Design, modelling and validation of an active region monitoring and control system for PRM assistance in high-speed railway applications - in collaboration with Alstom S.p.A

This M.Sc. thesis presents the design and validation of an intelligent assistance system for passengers with reduced mobility (PRM), conceived for integration on high–speed railway vehicles. The project, developed in collaboration with Alstom S.p.A., addresses one of the most critical aspects of railway accessibility: ensuring safe and autonomous boarding at the train–platform interface. After analyzing the European regulatory framework and current technological limitations, an innovative concept was defined: a roof–mounted deployable unit equipped with a stereo camera capable of monitoring the platform area and supporting the PRM lift during operation.

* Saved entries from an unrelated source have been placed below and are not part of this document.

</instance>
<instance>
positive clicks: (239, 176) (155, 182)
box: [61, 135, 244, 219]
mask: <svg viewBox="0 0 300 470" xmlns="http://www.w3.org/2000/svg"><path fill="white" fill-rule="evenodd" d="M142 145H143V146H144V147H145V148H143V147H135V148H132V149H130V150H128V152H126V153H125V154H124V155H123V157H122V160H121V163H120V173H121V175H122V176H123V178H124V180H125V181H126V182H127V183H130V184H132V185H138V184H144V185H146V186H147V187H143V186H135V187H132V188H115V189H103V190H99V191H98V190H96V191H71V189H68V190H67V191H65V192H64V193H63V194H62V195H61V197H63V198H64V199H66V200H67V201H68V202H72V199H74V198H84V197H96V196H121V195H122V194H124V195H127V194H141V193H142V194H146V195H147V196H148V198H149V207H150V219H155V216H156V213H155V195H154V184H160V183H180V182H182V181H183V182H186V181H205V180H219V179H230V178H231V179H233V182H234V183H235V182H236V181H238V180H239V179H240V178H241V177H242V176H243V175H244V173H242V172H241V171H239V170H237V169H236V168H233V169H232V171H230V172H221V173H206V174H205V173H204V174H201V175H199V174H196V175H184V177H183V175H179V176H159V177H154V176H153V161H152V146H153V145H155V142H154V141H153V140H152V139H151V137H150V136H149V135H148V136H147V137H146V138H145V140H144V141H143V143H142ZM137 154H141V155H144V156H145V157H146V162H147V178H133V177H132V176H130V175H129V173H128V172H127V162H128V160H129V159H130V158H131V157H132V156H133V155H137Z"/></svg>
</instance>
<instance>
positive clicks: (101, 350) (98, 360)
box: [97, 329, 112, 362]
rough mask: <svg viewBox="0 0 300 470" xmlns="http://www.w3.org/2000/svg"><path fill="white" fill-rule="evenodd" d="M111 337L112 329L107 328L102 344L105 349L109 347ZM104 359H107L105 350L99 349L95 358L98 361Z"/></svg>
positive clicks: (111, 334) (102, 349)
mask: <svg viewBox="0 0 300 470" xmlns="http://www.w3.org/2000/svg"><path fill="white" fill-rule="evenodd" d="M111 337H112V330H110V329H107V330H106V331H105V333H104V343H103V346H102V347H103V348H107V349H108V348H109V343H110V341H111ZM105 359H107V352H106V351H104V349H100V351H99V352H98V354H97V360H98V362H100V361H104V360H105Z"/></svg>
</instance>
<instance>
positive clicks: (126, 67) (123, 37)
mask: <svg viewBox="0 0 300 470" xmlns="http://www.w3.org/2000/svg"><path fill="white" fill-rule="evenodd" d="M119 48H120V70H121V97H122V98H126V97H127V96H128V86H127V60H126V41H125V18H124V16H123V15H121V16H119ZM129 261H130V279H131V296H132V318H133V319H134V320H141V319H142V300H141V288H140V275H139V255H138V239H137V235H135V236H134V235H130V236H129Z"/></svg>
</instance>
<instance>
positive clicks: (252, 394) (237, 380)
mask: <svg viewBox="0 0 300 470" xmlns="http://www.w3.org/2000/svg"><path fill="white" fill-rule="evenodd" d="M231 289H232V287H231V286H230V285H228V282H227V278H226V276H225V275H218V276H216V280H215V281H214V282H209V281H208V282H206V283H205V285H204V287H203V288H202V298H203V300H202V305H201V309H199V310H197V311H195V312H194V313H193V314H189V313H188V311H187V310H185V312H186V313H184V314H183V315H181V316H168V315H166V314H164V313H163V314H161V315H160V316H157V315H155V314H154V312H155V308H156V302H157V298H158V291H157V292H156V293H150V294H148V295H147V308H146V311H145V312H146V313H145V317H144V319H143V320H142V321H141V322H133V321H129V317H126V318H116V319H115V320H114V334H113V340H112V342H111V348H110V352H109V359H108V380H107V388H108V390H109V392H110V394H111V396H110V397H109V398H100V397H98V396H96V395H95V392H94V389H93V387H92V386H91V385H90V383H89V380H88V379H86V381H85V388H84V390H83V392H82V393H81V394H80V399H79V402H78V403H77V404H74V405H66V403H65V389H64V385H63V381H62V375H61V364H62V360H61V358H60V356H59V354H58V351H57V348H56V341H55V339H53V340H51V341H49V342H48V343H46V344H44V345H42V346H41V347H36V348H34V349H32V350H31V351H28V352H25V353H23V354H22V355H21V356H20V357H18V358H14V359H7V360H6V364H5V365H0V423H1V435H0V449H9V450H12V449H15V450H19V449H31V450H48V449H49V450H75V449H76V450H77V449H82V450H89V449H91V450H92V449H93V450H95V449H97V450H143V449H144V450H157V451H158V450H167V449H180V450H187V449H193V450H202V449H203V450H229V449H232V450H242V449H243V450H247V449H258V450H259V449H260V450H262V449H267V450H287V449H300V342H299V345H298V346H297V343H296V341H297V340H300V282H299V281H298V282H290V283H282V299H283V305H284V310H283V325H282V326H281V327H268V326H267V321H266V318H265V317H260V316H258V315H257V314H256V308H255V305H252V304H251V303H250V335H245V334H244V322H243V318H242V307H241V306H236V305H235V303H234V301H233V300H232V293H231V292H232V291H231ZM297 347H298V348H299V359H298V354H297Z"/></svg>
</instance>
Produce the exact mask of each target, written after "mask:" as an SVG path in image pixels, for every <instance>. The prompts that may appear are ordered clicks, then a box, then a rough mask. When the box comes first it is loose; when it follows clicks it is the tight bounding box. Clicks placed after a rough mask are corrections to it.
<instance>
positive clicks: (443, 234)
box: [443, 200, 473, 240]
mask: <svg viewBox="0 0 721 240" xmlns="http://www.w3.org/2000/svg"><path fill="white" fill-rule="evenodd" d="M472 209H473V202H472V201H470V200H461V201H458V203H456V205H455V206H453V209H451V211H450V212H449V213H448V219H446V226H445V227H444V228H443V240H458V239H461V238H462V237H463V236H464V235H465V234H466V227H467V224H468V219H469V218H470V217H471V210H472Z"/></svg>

The solution combines mechanical integration, sensor design, and automation logic into a compact and protected module compatible with high–speed train constraints. A complete 3D CAD model of the deployable sensor housing was designed from scratch, including the mechanical layout, actuator assembly, and sensor integration. The geometry was optimized to meet space constraints on the train roof and to ensure IP67 protection. A functional model was then implemented in Simulink to reproduce the system behaviour and verify its timing and safety interlocks. The simulation confirmed the correct sequence of operations: early activation of the vision system, reliable obstacle detection within predefined safety zones, and consistent coordination between perception, supervision, and actuation layers. Within the simulated operating envelope, results indicate preliminary feasibility of a perception–driven approach to PRM assistance and outline practical next steps for on-train validation. They highlight its potential for improving boarding safety, operational efficiency, and passenger experience. The study also outlines possible future developments, including experimental validation with real data, hardware integration, and functional–safety certification for industrial deployment.